3. A high-precision Y-axis module according to claim 2, characterized in that: The I-shaped block (26) and the base plate (1) and the side plate (281) and the strip box (21) are all spot welded together, and the drive wheel (23) and the driven wheel (24) are all rotatably connected to the strip box (21).

4. A high-precision Y-axis module according to claim 2, characterized in that: The side of the I-shaped block (26) is in close contact with the inner wall of the slide groove (27), and the slide seat (283) has a sliding hole corresponding to the fixed rod (282).
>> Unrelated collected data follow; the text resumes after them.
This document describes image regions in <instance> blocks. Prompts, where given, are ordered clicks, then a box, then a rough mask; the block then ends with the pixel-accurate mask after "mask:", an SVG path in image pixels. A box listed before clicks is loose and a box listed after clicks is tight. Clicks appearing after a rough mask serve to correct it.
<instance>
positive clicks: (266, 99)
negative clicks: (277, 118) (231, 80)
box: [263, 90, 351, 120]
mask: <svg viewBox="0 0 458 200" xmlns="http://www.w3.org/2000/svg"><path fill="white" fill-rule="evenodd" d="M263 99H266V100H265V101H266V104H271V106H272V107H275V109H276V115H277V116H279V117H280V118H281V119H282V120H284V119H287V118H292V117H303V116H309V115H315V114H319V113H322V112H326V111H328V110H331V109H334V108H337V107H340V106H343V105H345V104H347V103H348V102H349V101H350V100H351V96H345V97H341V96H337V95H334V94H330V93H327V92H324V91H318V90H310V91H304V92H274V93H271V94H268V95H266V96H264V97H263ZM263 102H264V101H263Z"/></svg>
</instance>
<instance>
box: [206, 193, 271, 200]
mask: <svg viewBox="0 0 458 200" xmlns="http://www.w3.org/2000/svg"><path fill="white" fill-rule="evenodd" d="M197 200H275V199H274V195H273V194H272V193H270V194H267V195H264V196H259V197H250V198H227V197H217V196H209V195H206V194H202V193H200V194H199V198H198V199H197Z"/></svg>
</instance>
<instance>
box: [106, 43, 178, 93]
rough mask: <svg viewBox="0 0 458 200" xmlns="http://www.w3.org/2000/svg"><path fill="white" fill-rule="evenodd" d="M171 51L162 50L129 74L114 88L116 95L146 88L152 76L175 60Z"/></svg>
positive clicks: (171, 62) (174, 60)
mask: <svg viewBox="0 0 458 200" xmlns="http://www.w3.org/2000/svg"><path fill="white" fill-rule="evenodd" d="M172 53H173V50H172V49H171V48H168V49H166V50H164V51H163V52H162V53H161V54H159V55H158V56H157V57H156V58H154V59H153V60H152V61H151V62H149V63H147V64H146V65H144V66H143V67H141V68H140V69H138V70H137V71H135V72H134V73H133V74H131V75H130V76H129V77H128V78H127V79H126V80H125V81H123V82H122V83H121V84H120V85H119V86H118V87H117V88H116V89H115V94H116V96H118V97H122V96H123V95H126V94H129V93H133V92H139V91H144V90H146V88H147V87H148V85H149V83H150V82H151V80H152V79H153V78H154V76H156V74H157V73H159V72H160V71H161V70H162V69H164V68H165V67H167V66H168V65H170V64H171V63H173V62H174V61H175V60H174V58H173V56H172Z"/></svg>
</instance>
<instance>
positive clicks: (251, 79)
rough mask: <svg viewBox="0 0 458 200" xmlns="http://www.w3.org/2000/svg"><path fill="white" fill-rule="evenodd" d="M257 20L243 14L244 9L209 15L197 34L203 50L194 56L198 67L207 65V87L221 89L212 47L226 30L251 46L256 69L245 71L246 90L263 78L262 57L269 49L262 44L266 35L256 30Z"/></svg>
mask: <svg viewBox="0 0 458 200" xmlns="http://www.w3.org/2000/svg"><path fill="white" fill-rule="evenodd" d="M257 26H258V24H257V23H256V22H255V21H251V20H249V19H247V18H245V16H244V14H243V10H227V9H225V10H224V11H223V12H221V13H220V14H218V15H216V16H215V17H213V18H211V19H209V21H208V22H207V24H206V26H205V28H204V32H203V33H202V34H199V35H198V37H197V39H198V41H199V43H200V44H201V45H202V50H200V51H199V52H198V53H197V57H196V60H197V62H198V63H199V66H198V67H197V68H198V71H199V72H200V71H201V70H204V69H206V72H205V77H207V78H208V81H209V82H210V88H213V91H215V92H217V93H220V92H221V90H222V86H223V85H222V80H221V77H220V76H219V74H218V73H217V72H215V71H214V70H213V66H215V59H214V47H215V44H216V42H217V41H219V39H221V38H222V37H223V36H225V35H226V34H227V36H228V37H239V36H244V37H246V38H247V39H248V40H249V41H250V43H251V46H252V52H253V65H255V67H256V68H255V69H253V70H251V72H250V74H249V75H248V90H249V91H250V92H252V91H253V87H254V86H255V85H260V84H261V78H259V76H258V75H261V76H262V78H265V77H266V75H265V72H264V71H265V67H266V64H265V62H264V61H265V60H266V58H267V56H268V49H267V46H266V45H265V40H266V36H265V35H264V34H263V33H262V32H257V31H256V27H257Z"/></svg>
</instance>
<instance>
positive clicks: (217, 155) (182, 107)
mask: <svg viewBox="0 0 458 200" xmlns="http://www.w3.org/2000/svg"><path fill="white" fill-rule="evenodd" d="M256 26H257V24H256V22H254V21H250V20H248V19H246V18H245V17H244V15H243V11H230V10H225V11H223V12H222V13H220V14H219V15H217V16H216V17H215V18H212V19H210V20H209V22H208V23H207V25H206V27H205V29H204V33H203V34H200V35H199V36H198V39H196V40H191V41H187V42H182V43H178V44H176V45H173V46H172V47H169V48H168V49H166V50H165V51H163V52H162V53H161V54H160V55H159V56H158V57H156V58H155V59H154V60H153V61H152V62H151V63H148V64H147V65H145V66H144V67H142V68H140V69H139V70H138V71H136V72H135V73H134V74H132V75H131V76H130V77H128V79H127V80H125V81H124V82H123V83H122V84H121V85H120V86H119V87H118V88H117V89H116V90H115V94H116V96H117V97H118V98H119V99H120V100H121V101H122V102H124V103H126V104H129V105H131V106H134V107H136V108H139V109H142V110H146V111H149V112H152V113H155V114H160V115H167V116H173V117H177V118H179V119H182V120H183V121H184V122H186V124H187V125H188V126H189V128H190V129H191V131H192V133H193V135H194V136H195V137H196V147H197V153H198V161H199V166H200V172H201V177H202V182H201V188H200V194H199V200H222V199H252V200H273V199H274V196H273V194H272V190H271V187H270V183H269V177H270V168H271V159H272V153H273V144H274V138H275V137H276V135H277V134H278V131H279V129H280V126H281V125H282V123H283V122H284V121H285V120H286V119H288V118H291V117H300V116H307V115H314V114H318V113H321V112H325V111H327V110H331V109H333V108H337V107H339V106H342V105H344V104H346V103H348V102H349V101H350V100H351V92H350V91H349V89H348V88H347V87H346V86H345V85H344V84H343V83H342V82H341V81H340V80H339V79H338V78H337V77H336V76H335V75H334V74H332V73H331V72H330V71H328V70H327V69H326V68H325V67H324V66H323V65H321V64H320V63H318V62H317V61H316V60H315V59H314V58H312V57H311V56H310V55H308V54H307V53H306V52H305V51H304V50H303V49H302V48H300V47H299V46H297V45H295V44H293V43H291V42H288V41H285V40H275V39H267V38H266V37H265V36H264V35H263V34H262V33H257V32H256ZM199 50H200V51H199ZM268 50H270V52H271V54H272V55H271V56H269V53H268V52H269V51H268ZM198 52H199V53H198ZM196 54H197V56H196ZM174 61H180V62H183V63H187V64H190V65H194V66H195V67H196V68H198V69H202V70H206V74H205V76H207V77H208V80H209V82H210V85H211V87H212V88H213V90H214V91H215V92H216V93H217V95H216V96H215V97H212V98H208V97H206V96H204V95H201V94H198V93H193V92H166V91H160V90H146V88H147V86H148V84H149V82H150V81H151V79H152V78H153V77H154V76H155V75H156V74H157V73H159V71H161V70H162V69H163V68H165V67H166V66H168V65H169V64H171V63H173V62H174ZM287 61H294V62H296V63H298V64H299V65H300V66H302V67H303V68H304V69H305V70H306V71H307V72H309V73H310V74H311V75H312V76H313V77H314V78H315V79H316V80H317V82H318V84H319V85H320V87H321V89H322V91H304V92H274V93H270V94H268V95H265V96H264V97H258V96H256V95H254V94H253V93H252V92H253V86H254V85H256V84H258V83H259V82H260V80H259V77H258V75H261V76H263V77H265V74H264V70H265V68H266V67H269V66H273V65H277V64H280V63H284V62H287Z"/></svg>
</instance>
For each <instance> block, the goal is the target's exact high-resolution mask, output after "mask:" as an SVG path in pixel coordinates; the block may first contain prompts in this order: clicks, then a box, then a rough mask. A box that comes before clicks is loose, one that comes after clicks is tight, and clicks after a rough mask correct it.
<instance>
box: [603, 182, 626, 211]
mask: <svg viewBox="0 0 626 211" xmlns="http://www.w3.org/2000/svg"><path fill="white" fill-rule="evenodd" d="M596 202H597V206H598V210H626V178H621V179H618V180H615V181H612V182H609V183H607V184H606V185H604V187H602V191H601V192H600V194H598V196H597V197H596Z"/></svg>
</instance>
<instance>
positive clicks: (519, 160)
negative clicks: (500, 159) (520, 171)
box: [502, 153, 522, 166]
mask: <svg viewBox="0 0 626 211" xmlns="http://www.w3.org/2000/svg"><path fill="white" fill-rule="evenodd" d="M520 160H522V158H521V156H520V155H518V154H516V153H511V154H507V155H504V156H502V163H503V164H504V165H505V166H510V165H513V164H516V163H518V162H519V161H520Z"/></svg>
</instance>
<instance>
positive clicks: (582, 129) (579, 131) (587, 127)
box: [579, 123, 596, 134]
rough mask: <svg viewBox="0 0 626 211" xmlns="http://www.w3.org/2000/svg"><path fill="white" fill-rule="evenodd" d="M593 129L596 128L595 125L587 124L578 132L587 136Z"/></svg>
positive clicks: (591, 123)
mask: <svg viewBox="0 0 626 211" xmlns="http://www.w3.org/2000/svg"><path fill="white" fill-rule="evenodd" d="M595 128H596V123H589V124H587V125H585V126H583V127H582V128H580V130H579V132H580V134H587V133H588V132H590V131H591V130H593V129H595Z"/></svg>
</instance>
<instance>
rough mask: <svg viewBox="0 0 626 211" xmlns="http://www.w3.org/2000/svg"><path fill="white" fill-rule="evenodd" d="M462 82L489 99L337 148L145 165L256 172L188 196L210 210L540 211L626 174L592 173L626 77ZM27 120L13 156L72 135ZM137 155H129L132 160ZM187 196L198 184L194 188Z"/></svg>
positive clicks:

The connecting frame (284) and the slide seat (283) are welded as a whole.

5. A high-precision Y-axis module according to claim 1, characterized in that: The lifting assembly (3) includes a lifting assembly (3), a base box (31) is provided on the lower side of the strip box (21), a motor (32) is installed on the lower side of one end of the base box (31), a bidirectional screw (35) is provided at the output end of the motor (32), a movable seat (36) is threaded on both sides of the surface of the bidirectional screw (35), the movable seat (36) is connected to the strip box (21) through a rotating rod (34), a rectangular groove (37) corresponding to the rotating rod (34) is opened at the upper end of the base box (31), and guide rods (33) are fixed on both sides of the lower end of the strip box (21).

6. A high-precision Y-axis module according to claim 5, characterized in that: The bottom box (31) has sliding holes on both sides of its upper end that correspond to the guide rod (33), and the rear end of the bottom box (31) is fixed with a maintenance plate by bolts.

7. A high-precision Y-axis module according to claim 5, characterized in that: The rotating rod (34) and the strip box (21) are rotatably connected by a pivot pin, and the two moving seats (36) are threaded to the bidirectional screw (35) in opposite directions.